Canadian waste services company GFL Environmental Inc. leverages GIS to streamline all areas of its commercial business, from waste management to infrastructure development. To stay on top of Esri offerings and keep the ArcGIS platform at the core of its operations and workflows, GFL Environmental has partnered with GISinc for nearly a decade, taking advantage of many of its premier GIS services.

A screen showing truck locations on a map
At GFL Environmental, the operations team can view truck locations in real time and see how long some trucks have been idle.

For example, GISinc worked on capacity planning and architecture design for GFL Environmental’s upgrade from ArcGIS Server 10.3.1 to ArcGIS Enterprise 10.5.1. The Esri partner also implemented ArcGIS GeoEvent Server and ArcGIS GeoAnalytics Server for asset tracking and history analysis. Additionally, GISinc assisted with platform configuration, customer development, documentation, and custom training.

GFL Environmental stays up-to-date with GIS technology by making upgrades part of its yearly plan. When the company upgraded to ArcGIS Enterprise 10.6.1, for instance, it leaned on GISinc to plan and execute the upgrade, as well as for script updates and extending the use of ArcGIS Enterprise across the organization. To allow GFL Environmental better visibility into how the system performs, GISinc also set up ArcGIS Monitor.
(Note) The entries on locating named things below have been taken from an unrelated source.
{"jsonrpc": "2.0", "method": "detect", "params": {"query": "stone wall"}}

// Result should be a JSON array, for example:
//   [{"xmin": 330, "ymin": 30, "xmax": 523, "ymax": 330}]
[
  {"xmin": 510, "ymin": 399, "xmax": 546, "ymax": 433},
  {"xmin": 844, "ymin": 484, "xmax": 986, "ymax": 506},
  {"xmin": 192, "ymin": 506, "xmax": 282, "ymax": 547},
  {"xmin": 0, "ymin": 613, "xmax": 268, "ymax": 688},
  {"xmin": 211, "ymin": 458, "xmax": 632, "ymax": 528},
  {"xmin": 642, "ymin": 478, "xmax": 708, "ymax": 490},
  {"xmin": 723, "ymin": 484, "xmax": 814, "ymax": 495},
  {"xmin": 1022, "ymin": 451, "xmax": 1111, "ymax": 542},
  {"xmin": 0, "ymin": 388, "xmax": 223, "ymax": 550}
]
As a result of its partnership with GISinc, several of GFL Environmental’s teams—including marketing, operations, GIS/IT, and leadership—have seen returns on investment in their business areas. Using the Ecommerce Tool that GISinc built, the marketing team is able to bring in higher sales volumes and execute a quicker sales process, all while getting fewer calls to customer service. With OpsViewer, the operations team can see truck locations in real time and the routes that trucks have traveled, while a mobile app shows where clients are located. This ensures that employees can make faster, better-informed decisions in the field, which ultimately saves travel time while maximizing employees’ effectiveness. In addition, leadership now has an overall view of analytics, ensuring that this team can easily identify areas for improvement or potential investment.

Public Safety Organizations Get an Innovative View of Cell Coverage Data

It is critical for public safety agencies to know precisely which mobile carriers have coverage where and how well it works. That’s why Virginia-based technology consulting firm Televate, which specializes in interoperable communications infrastructure, devices, and software, recently developed a coverage collection and analysis service called Pinpoint. It enables users to crowdsource cellular network availability and performance data for various carriers and then see this information on maps and dashboards.
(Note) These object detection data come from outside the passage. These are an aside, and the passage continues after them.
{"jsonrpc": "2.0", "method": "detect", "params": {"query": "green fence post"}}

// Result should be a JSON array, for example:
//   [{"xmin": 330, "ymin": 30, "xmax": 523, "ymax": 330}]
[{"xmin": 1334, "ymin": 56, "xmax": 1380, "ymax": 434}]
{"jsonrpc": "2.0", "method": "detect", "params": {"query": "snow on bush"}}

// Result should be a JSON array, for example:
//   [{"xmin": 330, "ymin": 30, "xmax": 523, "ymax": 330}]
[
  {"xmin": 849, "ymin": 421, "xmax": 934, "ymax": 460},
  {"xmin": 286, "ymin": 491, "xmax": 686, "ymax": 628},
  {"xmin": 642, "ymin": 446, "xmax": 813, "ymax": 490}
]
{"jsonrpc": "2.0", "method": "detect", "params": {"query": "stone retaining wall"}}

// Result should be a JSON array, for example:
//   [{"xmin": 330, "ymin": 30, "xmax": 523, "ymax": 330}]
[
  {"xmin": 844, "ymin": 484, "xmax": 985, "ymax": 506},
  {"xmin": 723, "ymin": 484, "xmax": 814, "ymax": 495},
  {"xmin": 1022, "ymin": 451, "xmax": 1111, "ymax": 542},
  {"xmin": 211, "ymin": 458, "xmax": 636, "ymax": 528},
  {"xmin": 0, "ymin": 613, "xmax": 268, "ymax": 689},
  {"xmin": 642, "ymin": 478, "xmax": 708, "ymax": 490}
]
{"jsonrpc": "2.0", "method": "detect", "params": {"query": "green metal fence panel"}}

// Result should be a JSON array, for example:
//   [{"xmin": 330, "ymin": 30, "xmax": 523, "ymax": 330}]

The Pinpoint dashboard screen on a mobile device
The Pinpoint dashboard shows users the state of service, the signal level, ping success, upload and download speeds, and more.

The Pinpoint mobile app collects more than 50 unique data elements, including service availability, ping loss, ping delay, device location, signal strength, signal quality, network latency, and data throughput. The mobile app integrates with Televate’s geospatial cloud service to aggregate and analyze the data and then provide end users with high-quality visualizations of carrier coverage.
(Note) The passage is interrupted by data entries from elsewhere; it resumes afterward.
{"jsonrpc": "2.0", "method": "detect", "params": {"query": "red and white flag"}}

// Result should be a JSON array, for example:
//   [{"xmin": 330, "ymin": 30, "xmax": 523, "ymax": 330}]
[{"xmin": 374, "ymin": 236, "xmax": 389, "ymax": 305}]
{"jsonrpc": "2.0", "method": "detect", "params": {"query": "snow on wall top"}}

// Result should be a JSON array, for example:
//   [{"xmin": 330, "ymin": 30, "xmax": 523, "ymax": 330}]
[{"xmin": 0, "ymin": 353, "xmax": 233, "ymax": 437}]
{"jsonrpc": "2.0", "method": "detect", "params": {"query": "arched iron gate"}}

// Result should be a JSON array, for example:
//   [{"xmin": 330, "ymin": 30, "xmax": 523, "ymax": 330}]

Pinpoint relies on Esri technology and a geospatial cloud infrastructure, thanks to Televate’s partnership with GeoMarvel. The Esri partner, based in Washington, DC, builds lasting, scalable GIS infrastructure and software solutions that address its customers’ goals and initiatives.

In Televate’s case, the company wanted to offer comprehensive client-side data visualizations. With GeoMarvel’s help, Televate used ArcGIS Enterprise, ArcGIS API for Python, and ArcPy to geospatially enable Pinpoint on an associated cloud infrastructure built on Amazon Web Services (AWS), including Amazon Elastic Compute Cloud (Amazon EC2), Lambda, CloudFront, API Gateway, and Amazon Relational Database Service (Amazon RDS).

The Pinpoint dashboard contains a great deal of information about the collected data, such as service state, signal level, ping success, and upload/download speeds. Now, public safety agencies can visualize this data all in one place and get a complete view of network carrier coverage.